Sharing database models across data sources

Sharing database models provides table-definition details from an independent data source to a dependent data source. This is needed to avoid analysis errors and to have a complete lineage that includes lineage from the SQL statements from dependent data sources.

What is a database model?

You can use Collibra Data Lineage to create technical lineage across multiple data sources. In each data source, a database model represents the structure of tables in a database.

This database model is derived from Data Definition Language (DDL) statements that define database objects.
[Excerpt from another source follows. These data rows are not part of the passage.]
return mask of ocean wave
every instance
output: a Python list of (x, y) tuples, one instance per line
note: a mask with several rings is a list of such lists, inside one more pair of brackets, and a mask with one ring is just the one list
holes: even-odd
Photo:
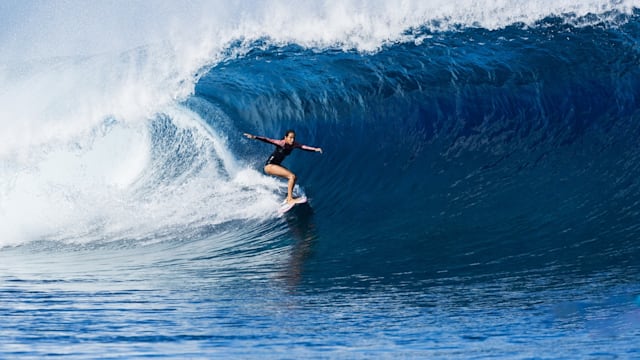
[[(522, 228), (505, 223), (544, 228), (533, 207), (566, 210), (552, 233), (613, 216), (634, 236), (636, 2), (292, 4), (163, 3), (140, 21), (102, 4), (73, 22), (73, 1), (2, 11), (31, 19), (0, 39), (2, 245), (273, 220), (282, 184), (238, 135), (289, 126), (326, 149), (290, 159), (314, 209), (359, 214), (360, 231), (336, 233), (508, 237)], [(603, 183), (623, 210), (585, 195)], [(504, 206), (521, 192), (560, 206)]]

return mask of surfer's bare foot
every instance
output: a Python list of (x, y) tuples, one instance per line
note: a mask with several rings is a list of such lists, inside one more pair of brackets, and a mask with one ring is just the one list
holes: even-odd
[(298, 198), (287, 198), (287, 204), (293, 204), (298, 200)]

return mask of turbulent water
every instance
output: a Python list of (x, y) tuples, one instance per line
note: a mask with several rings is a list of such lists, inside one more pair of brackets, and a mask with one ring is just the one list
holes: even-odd
[(0, 358), (640, 357), (640, 2), (86, 5), (0, 4)]

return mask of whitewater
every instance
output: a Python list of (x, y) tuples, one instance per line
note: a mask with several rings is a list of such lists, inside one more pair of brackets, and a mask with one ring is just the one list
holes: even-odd
[(0, 3), (0, 357), (640, 354), (639, 1), (87, 5)]

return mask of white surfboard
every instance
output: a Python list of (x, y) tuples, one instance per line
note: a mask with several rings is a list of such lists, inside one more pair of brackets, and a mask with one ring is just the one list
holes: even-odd
[(287, 203), (287, 200), (285, 199), (282, 202), (282, 205), (280, 205), (280, 209), (278, 209), (278, 212), (280, 214), (284, 214), (287, 211), (293, 209), (294, 206), (298, 205), (298, 204), (304, 204), (307, 202), (307, 197), (305, 195), (300, 196), (299, 198), (296, 199), (296, 201), (292, 202), (292, 203)]

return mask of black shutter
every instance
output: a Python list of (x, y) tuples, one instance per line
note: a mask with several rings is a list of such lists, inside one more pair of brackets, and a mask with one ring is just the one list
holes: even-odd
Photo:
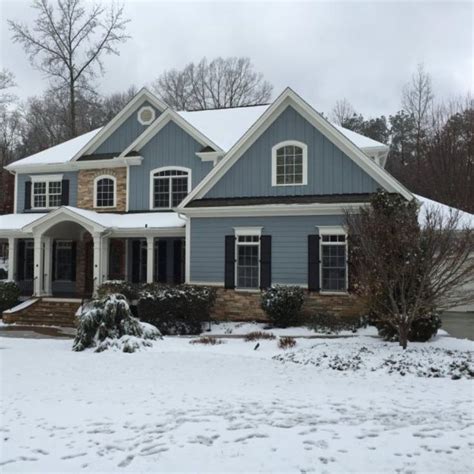
[(31, 181), (25, 182), (25, 206), (24, 210), (31, 209)]
[(18, 281), (22, 281), (25, 279), (25, 241), (23, 239), (19, 239), (17, 242), (16, 279)]
[(176, 239), (173, 241), (173, 272), (174, 272), (174, 283), (176, 285), (183, 283), (182, 275), (182, 262), (181, 256), (183, 252), (183, 241), (181, 239)]
[(71, 281), (76, 281), (77, 242), (71, 244)]
[(158, 239), (158, 283), (168, 282), (168, 240)]
[(319, 235), (308, 235), (308, 290), (319, 291)]
[(235, 236), (225, 236), (224, 287), (235, 288)]
[(63, 179), (61, 183), (61, 206), (69, 206), (69, 180)]
[(56, 275), (56, 241), (53, 240), (53, 258), (51, 262), (53, 266), (53, 275), (51, 277), (51, 281), (56, 281), (57, 280), (57, 275)]
[(260, 288), (272, 286), (272, 236), (260, 237)]
[(132, 283), (140, 283), (140, 241), (132, 240)]

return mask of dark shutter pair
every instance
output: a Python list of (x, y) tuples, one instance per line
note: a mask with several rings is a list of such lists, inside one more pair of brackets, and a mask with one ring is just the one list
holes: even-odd
[(321, 257), (319, 255), (319, 235), (308, 235), (308, 290), (319, 291), (321, 282), (319, 281), (319, 271)]
[[(224, 286), (235, 288), (235, 235), (225, 236), (225, 270)], [(260, 288), (268, 288), (272, 284), (272, 236), (260, 237)]]
[[(69, 180), (63, 179), (61, 182), (61, 205), (69, 205)], [(25, 211), (31, 209), (31, 181), (25, 182)]]

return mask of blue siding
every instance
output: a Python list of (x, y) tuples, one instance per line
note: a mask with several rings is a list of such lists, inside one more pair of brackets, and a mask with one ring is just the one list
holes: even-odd
[[(137, 112), (145, 105), (153, 107), (149, 102), (145, 102), (133, 111), (127, 120), (110, 135), (107, 140), (102, 143), (94, 153), (120, 153), (135, 140), (149, 125), (142, 125), (138, 121)], [(159, 117), (160, 112), (155, 110), (155, 120)]]
[(272, 283), (307, 284), (308, 235), (316, 226), (342, 225), (343, 215), (191, 219), (191, 281), (224, 282), (224, 238), (234, 227), (263, 227), (272, 236)]
[[(308, 184), (272, 186), (272, 147), (285, 140), (308, 146)], [(209, 190), (206, 198), (367, 193), (378, 185), (339, 148), (288, 106)]]
[(150, 208), (150, 171), (161, 166), (184, 166), (191, 169), (194, 188), (212, 169), (211, 162), (196, 156), (202, 145), (174, 122), (169, 122), (141, 150), (143, 162), (130, 167), (129, 208)]
[[(31, 181), (31, 176), (50, 175), (51, 173), (35, 173), (33, 174), (19, 174), (18, 175), (18, 189), (15, 190), (17, 193), (17, 212), (23, 212), (25, 210), (25, 182)], [(55, 174), (55, 173), (53, 173)], [(69, 180), (69, 205), (77, 206), (77, 172), (68, 171), (65, 173), (58, 173), (63, 175), (63, 179)], [(30, 212), (28, 210), (28, 212)]]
When metadata is harvested from a data source, Collibra Data Lineage extracts the DDL to build this model.

Common DDL statements include CREATE, ALTER, DROP, and TRUNCATE. In the context of data lineage, Collibra Data Lineage uses these statements to understand table structures.

Dependent vs. independent sources

To build an accurate lineage, Collibra must understand the structure of every table referenced in a query.

  • Independent data source: The source that contains the DDL.
  • Dependent data source: The source containing SQL statements that reference tables in the independent source.

Example

  • Database1 (Independent): Contains the DDL that defines Table1 with columns Col1, Col2, and Col3.
  • Database2 (Dependent): Contains the statement: SELECT * FROM Database1.Schema1.Table1.

The statement in Database2 refers to a table defined in Database1, so Collibra Data Lineage needs the model from Database1 to correctly map the columns.

Solutions for ANALYZE errors

When Collibra Data Lineage cannot resolve a table or column reference, the following error may return:

ANALYZE: We're having trouble figuring out which table your column belongs to.

Use the table below to determine the best resolution for your environment.

Feature Add dependent sources (shared database models) Adjust SQL statements (SQL file sources only)
Primary purpose Share table definitions across sources for accurate lineage Remove ambiguity within specific SQL files
Implementation Change the settings in the capability if you use Edge, or in the configuration file if you use the lineage harvester (deprecated) Modify the actual SQL files in your source system.
Scalability High: One configuration handles all queries in the source Low: Must be applied to every ambiguous query in every file

Important considerations

Review the following considerations before configuring shared database models.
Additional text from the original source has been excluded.